The Pleasure of Finding Things Out: A blog by James Triveri - Accessing C Library Functions from Python

ctypes is part of the Python standard library which provides C compatible data types and allows calling functions in shared libraries. It can be used to wrap libraries written in compiled languages from Python.

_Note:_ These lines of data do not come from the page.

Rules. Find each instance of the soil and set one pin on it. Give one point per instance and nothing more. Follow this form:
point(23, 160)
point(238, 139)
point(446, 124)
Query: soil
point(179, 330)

In this post, we’ll demonstrate how to call functions written in C from Python using ctypes. The functions take as input an array of normal variates with specified mean and variance, then compute the normal CDF for each input array element. The sample code also demonstrates how to link to the C math library during compilation.

Normal CDF

Our goal is to be able to call a C-implemented normal cumulative distribution function (CDF) from Python, which takes as input a value $x$, mean $\mu$, standard deviation $\sigma$ and returns the corresponding CDF of $x$ (which ranges from 0 to 1). In addition, a second function that populates an array of evaluated normal quantiles for a given input array will be created.

The standard C math library doesn’t expose a subroutine to calcuate the normal CDF directly, but it does expose the error function $\mathrm{erf}$ and the complementary error function $\mathrm{erfc}$. $\mathrm{erf}$ is defined as

\[ \mathrm{erf}(x) = \frac{2}{\sqrt{\pi}}\int_{0}^{x} e^{-t^{2}}dt, \]

and $\mathrm{erfc}$ is the complement of $\mathrm{erf}$:

\[ \mathrm{erfc}(x) = 1 - \mathrm{erf}(x). \]

Recall that the normal probability density function (PDF) is given by

\[ f(x| \mu,\sigma) = \frac{1}{\sqrt{2 \pi \sigma^{2}}} e^{-\frac{(x-\mu)^{2}}{2\sigma^{2}}}. \]

Given the similarity between $\mathrm{erf}$ and the normal PDF, it’s possible to use $\mathrm{erf}$ to calculate any normal quantiles of interest. Let $\Phi(x)$ represent the normal CDF evaluated at $x$. $\Phi(x)$ can be obtained using the following identity:

\[ \begin{align*} \Phi(x)&=\frac{1}{\sqrt{2 \pi}}\int_{-\infty}^{x} e^{\frac{-t^{2}}{2}}dt \\ &=\frac{1}{2}\Big[1 + \mathrm{erf} \Big(\frac{x}{\sqrt{2}}\Big)\Big] \\ &=\frac{1}{2}\Big[\mathrm{erfc} \Big(-\frac{x}{\sqrt{2}}\Big)\Big]. \end{align*} \]

When $x$ is large, $\mathrm{erfc}$ should be used in place of $\mathrm{erf}$.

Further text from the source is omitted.